Mar 3, 2023 - News

Utah lawmakers water down Great Salt Lake measures

Animated illustration of a spigot with droplets of water falling.

Illustration: Aïda Amer/Axios

Utah lawmakers kicked off the legislative session in January with a promise to focus on the disappearing Great Salt Lake.

  • But many aggressive policies are likely to die on the vine when the session ends at midnight Friday.

What's happening: Lawmakers say they held back on "emergency" water-saving measures because of this winter's near-record snowfall.

  • "Mother Nature really helped us out," Sen. Scott Sandall (R-Tremonton) said in a news conference on Thursday. "We didn't have to pull that lever for emergency use."

Reality check: While the snow is helping Utah's dwindling reservoirs and lakes, one winter can't replace years of low water and rising temperatures.

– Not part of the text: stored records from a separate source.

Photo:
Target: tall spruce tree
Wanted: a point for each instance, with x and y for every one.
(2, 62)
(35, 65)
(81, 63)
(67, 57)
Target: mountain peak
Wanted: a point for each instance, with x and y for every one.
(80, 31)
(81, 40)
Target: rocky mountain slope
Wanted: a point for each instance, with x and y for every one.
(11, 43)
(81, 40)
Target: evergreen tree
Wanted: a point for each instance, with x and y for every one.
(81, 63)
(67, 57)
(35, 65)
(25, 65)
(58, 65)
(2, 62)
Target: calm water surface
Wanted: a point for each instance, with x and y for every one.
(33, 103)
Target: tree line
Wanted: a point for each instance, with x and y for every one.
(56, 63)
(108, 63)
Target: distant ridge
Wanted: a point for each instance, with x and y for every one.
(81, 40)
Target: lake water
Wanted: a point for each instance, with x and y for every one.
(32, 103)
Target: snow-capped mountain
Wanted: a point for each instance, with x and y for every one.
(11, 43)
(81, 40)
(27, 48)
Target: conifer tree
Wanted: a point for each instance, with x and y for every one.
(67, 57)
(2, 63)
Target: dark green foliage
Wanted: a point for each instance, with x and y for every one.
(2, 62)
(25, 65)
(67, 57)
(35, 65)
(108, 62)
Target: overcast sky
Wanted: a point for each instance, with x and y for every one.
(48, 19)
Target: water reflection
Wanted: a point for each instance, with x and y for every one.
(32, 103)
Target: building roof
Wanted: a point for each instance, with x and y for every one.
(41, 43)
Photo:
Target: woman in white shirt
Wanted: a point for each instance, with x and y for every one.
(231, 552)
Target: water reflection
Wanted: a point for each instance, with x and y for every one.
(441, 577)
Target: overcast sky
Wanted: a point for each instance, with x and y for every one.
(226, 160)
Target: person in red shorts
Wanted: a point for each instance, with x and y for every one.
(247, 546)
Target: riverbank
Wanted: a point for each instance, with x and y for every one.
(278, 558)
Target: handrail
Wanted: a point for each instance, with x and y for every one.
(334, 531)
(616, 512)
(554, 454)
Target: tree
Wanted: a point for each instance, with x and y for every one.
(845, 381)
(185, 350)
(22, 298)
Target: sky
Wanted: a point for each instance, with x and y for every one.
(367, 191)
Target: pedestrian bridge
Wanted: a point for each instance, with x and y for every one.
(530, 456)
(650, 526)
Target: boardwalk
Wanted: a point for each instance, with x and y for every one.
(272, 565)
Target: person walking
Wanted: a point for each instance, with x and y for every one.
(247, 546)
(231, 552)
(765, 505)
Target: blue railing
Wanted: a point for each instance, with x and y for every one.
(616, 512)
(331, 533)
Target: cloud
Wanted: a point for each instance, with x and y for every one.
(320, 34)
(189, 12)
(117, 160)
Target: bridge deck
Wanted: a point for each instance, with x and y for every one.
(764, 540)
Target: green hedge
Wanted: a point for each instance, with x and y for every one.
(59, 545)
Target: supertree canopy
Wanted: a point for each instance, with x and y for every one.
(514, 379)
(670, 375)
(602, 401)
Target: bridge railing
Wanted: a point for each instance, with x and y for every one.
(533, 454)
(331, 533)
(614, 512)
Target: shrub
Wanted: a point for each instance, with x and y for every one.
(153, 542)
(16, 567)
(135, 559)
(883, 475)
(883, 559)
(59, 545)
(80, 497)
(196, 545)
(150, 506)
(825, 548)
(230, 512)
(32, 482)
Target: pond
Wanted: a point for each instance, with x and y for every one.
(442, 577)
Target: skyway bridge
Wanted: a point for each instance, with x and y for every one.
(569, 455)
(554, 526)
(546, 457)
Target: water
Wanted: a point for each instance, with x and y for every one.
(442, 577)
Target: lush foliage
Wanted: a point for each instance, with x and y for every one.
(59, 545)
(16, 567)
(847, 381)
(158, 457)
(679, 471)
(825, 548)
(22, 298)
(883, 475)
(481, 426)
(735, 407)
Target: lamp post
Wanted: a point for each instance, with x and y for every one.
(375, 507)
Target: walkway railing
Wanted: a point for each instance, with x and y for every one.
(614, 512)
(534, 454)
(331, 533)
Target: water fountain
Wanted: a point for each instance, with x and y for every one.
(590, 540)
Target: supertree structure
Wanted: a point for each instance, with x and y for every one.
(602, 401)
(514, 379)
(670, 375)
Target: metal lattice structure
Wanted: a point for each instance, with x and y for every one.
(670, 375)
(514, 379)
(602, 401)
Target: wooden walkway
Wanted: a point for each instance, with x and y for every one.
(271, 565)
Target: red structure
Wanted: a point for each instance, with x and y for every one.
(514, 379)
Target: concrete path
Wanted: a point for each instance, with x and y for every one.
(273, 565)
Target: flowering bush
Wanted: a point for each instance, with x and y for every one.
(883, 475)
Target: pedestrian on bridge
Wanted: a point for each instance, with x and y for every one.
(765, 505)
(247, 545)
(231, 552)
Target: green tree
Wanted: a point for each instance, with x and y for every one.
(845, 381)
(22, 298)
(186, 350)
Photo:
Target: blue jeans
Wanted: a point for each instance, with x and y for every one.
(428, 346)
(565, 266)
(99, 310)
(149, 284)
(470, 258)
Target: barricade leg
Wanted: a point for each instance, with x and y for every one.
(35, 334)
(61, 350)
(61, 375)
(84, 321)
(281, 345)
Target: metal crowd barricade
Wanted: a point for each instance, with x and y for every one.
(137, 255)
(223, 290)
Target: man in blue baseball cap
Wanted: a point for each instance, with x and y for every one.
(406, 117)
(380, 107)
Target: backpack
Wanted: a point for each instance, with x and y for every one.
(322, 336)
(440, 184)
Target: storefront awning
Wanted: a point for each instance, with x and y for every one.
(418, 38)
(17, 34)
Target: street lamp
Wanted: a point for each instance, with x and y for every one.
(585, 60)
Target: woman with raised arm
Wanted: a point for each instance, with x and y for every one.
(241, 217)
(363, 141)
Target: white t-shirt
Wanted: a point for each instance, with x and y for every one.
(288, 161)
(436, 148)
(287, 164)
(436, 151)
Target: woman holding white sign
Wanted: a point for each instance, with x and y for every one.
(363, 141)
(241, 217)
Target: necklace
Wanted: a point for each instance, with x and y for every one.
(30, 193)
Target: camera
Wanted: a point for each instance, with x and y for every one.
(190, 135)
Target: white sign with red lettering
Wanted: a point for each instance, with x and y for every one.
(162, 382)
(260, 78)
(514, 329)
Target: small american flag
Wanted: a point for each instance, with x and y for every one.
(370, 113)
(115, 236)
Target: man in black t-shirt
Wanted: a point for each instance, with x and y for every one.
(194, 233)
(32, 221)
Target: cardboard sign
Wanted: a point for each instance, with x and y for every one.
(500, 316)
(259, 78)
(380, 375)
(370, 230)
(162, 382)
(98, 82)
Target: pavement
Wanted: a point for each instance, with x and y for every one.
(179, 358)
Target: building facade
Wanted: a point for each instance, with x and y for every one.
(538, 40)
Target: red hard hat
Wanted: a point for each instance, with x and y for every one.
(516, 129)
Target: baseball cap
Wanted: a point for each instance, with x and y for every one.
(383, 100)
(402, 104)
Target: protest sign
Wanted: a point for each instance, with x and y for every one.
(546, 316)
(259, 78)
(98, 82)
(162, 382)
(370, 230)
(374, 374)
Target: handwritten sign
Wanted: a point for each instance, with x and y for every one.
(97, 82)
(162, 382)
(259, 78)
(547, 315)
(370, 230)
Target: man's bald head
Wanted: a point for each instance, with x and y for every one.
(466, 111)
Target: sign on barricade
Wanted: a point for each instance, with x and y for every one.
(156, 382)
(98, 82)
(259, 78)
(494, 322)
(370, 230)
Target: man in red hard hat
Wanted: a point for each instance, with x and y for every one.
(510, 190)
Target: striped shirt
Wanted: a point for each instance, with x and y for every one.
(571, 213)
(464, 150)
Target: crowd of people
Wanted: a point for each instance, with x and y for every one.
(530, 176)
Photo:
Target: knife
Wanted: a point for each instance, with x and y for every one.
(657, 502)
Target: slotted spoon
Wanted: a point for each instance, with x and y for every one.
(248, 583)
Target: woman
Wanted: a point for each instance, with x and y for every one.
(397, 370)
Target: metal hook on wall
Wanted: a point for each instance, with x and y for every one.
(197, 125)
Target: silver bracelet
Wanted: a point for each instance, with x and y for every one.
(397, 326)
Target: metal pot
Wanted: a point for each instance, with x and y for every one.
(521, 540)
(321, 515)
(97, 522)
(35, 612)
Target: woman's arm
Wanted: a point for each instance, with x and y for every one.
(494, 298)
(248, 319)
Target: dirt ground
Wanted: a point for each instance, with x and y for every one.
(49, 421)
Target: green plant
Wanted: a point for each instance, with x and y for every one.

Killed bills: Here are some of the measures that didn't make it to the governor's desk:

  • A resolution would have set a target lake depth 8 feet higher than the current level, but Senate Republicans blocked it in committee, saying the measure would make the lake too high of a priority.
  • A proposal to use $65 million to buy up water rights around the lake didn't get scheduled for debate.
  • Golf courses won't have to publicly report their water use after House Republicans opposed the requirement, complaining it would "shame" the golf industry.
  • A ban on grass lawns in new construction was removed from pending legislation that would also provide more cash incentives for homeowners to re-landscape with drought-tolerant plants and ban HOAs from requiring more than 50% plant cover.

What passed: Lawmakers budgeted $200 million to help farmers make their irrigation systems more efficient.

  • Of note: Agriculture uses 87% of Utah's water, according to an analysis by Utah State University.
  • A Great Salt Lake Commissioner will also be appointed to coordinate the state's water conservation strategies affecting the lake.

What we're watching: Other proposals were still pending as of Thursday afternoon.

  • HB538 would ban watering lawns during the cold season — October to April. But an amendment eliminated a requirement that water districts let the saved water flow into the Great Salt Lake, as researchers recommended.
  • HB513 would require brine mining companies to pay royalties for lake water they use and stop using water if the lake gets too salty for brine shrimp and brine flies to live in the southwest part of the lake.
  • HB349 would stop communities from building systems to reuse treated water that's already gone down residents' sink and shower drains — if the used water would otherwise flow into the Great Salt Lake.

The latest: The conservation group Save Our Great Salt Lake rallied Wednesday at the Capitol, demanding more ambitious water-saving goals and restrictions on development.